Magisto! .. It sounds like Magic and Presto put together.
This is how it works: https://www.magisto.com/how-it-w...
This is where the API docs and API key access live: https://developers.magisto.com/
Beware, Magisto API usage may come at a cost $$, consider this:
You are sending data to be processed by them (not simple text-based data either), and then you're getting nicely packaged digital content back, so, some server somewhere is getting hot on your behalf.. I would say, depending on how much video/audio/image data you send (and the size of it per-item) the server may heat up enough to eventually cost you something to use, makes sense.
If you're able to piece together some algorithm yourself capable of doing what Magisto's AI can do then you can avoid this cost at the cost of your programming time; I'm assuming you probably wouldn't have asked for a recommendation if you could make it yourself, but, consider this too:
Where is your content going to live after you get it all packaged up and sent back to you?
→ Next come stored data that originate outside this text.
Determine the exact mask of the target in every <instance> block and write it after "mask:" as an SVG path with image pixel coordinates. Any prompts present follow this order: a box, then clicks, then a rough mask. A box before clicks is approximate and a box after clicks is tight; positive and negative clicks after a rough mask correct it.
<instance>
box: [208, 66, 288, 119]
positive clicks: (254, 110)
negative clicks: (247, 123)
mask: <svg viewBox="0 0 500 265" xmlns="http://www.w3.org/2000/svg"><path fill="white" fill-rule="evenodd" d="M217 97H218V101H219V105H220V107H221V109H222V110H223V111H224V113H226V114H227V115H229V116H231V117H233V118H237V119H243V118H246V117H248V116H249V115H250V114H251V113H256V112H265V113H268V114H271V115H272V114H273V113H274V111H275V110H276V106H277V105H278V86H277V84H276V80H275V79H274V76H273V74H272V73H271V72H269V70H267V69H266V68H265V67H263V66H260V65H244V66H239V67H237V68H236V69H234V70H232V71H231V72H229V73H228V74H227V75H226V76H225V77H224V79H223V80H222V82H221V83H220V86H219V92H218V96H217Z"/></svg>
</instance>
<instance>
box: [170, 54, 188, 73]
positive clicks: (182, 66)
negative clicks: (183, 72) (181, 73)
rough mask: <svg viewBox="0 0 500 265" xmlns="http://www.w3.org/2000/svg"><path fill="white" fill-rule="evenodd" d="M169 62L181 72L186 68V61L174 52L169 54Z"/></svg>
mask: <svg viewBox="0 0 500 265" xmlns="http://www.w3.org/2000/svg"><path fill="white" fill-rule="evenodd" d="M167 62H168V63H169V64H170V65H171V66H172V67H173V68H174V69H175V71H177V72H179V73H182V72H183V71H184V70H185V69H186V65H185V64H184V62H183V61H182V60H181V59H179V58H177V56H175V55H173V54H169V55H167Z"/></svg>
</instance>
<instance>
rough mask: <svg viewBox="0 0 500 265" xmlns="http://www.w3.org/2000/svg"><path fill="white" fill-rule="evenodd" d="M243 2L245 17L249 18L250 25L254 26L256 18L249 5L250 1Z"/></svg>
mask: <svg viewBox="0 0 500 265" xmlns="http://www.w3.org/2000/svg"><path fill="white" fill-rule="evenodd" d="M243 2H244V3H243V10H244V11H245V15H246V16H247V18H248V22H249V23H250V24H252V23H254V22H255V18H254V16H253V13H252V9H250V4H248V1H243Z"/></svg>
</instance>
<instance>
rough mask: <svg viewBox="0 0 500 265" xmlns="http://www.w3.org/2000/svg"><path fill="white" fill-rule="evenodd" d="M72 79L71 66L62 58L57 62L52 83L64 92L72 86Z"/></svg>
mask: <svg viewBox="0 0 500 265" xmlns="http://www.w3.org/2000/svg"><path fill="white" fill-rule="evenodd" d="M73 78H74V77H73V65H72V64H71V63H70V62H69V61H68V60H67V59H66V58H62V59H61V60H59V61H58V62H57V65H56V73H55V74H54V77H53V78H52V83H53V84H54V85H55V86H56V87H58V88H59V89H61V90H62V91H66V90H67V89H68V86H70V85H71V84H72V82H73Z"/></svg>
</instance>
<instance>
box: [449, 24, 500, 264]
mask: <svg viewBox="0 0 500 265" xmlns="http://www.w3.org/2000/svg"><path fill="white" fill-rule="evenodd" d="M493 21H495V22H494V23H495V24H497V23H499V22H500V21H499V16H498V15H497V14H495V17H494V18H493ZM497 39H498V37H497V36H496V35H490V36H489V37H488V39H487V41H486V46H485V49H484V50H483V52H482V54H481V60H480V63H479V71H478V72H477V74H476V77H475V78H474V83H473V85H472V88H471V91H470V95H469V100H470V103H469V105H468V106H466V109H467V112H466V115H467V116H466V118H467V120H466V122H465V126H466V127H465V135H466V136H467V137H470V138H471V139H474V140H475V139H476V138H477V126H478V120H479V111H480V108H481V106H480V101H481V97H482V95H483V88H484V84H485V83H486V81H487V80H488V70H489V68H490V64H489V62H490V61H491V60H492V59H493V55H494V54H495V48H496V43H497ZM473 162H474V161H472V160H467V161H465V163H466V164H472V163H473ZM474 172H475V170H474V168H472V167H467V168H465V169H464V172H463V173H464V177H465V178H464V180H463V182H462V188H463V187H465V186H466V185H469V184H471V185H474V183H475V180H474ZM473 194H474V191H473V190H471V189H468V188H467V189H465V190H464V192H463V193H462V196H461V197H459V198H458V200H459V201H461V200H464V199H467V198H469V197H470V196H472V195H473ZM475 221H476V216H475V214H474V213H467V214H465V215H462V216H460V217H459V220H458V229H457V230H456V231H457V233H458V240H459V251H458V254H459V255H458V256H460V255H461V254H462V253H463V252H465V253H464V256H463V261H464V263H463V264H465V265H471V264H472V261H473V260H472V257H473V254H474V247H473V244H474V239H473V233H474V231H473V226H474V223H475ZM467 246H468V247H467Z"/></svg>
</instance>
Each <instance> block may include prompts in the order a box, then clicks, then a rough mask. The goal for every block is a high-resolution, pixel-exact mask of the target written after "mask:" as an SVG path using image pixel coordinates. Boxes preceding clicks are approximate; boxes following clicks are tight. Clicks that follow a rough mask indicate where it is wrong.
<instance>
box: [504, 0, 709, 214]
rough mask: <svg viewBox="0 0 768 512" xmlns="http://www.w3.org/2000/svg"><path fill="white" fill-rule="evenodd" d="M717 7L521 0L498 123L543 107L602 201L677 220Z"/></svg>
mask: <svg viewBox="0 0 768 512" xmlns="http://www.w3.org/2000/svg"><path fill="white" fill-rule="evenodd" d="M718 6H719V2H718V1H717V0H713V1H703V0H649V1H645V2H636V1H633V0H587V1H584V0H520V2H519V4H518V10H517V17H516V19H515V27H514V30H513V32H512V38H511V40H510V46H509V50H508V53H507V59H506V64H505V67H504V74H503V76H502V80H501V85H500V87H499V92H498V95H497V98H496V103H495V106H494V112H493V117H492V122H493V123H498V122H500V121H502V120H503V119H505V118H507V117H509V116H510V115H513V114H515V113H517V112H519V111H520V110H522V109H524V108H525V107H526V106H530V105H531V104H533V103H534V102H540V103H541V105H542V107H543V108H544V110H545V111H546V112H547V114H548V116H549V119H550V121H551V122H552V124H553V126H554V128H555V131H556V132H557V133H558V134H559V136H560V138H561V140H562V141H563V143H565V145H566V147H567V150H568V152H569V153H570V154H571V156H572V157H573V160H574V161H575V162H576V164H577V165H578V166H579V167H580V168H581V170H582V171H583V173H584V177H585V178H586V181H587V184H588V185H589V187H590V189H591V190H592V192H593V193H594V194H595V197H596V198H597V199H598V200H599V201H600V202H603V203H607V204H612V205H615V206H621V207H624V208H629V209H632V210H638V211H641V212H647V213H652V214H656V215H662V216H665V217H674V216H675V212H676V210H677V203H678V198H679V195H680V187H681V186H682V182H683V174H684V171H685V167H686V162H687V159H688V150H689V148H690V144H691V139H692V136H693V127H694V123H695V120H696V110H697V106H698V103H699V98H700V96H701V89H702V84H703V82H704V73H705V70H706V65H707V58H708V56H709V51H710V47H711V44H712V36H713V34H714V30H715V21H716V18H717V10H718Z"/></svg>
Will you only show it to others on a Smart-Device/Computer-Screen? If this is the case, then you could just use technically plain JS and HTML5 Audio and Video to create the final digital content at a URL, because even with Smart TVs URLs are accessible. If though, you need a single file in return the URL option is not viable.
If paying for Magisto API use is totally bugging you out, check this list at http://alternativeto.net/softwar...
for some possible alternatives
If you do choose to host the combined video+audio+image thing at a URL, I would consider using GreenSockJS (GSAP) and CreateJS libraries to combine collections of video, audio, and image files into one.